The South was appalled by every part of this. A race war had been the nightmare of the white South for decades; Brown’s raid on Harpers Ferry rendered the nightmare chillingly plausible. And then, when the North made a saint of this terrorist, Southerners despaired that they could ever be safe within the Union. Abraham Lincoln distanced himself from John Brown. He sincerely disagreed with Brown’s violent approach. But Lincoln also recognized that the path to the presidency for a moderate Republican required keeping clear of a militant like Brown. John Brown was no Republican, Lincoln told all who would listen, including a crowd at the Cooper Institute in New York, to which Lincoln had been invited by fellow Republican moderates. The crowd sized up Lincoln as a possible nominee for president, and most liked what they saw and heard. Lincoln passed subsequent tests on his way to the Republican national convention, where he got the nod of the party.

The election was divisive but the outcome foreordained. Lincoln didn’t have to win a single electoral vote in the South in order to carry the election. He didn’t, and he did. Even before his inauguration, Southern states began to secede: first South Carolina, then six more. The last two of the seven—Louisiana and Texas—were crucial. Had secession been limited to states east of the Mississippi, many Northerners, conceivably including Lincoln, might have been tempted to let them go. They would never be more than a rump country on the wrong side of history, weighed down by slavery while the rest of the civilized world, under the double inspiration of democracy and industrialization, was abandoning the feudal institution.

But when secession leaped the Mississippi, it put Lincoln in the position Benjamin Franklin and Thomas Jefferson had been in when they rejected the idea that any part of the great river could be in foreign hands. Most goods and cargoes continued to travel by water; the Mississippi still held the key to the American West. Franklin hadn’t been willing for Britain or Spain to threaten access to the West; Jefferson wouldn’t suffer France to do the same thing. Now Lincoln refused to let the Confederacy endanger the West and jeopardize America’s future.

 

The war came. And though it brought tremendous trials to the North and the South, it conferred great good fortune on the West. Westerners fought in the war: most Texans on the Confederate side, and nearly all other Westerners with the Union. But very little fighting took place in the West. And the politics of the Civil War served Western interests quite well. More precisely, the politics of the war served particular Western interests. Secession and the war enabled a revolution in American policy toward the ownership of Western land.

The first homestead in the United States, 1904. Library of Congress, Prints and Photographs Division.

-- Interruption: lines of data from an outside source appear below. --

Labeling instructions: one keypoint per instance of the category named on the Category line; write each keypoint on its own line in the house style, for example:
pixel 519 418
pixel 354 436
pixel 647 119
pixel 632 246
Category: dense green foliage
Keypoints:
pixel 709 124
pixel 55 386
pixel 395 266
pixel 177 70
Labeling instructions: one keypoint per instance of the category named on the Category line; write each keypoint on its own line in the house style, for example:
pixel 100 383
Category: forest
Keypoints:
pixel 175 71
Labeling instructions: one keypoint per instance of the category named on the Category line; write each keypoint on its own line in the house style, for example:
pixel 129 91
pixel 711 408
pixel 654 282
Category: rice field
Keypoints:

Southern secession made the Republicans the dominant force in national affairs, and in 1862 the Republican-controlled Congress passed the Homestead Act, which authorized every head of family or single adult to receive 160 acres of federal land for free, providing that he or she—women were included—lived on the land for five years and improved it. Transferrable title could be acquired sooner, after one year, by the payment of $1.25 per acre. The law applied to American citizens and to immigrants who had declared an intention to become citizens.

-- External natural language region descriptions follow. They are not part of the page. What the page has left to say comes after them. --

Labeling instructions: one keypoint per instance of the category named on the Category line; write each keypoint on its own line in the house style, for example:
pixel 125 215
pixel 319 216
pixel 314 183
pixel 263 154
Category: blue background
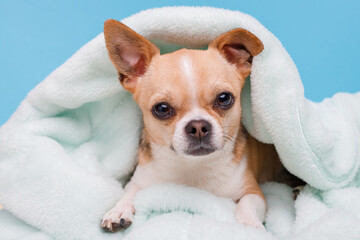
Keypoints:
pixel 36 36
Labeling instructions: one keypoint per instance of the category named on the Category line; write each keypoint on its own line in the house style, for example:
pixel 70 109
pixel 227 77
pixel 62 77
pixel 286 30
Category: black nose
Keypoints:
pixel 198 129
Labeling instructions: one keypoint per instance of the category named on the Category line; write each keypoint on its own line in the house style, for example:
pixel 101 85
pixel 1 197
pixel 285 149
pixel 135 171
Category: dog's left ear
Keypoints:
pixel 238 46
pixel 129 52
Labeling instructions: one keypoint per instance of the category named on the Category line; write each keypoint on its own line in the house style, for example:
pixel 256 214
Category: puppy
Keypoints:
pixel 192 135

The effective date of the Homestead Act was January 1, 1863, which not coincidentally was the day the Emancipation Proclamation was issued. And just as the Emancipation Proclamation promised to revolutionize life in the South, the Homestead Act appeared certain to revolutionize life in the West. “We cannot but feel that the passage of the Homestead Bill will form a new era in Western emigration,” declared the Kansas Junction Union, in a sentiment echoed in a hundred Western papers. “The field is now fully open to the honest and energetic farmer, who wishes to secure himself a home on easy terms.”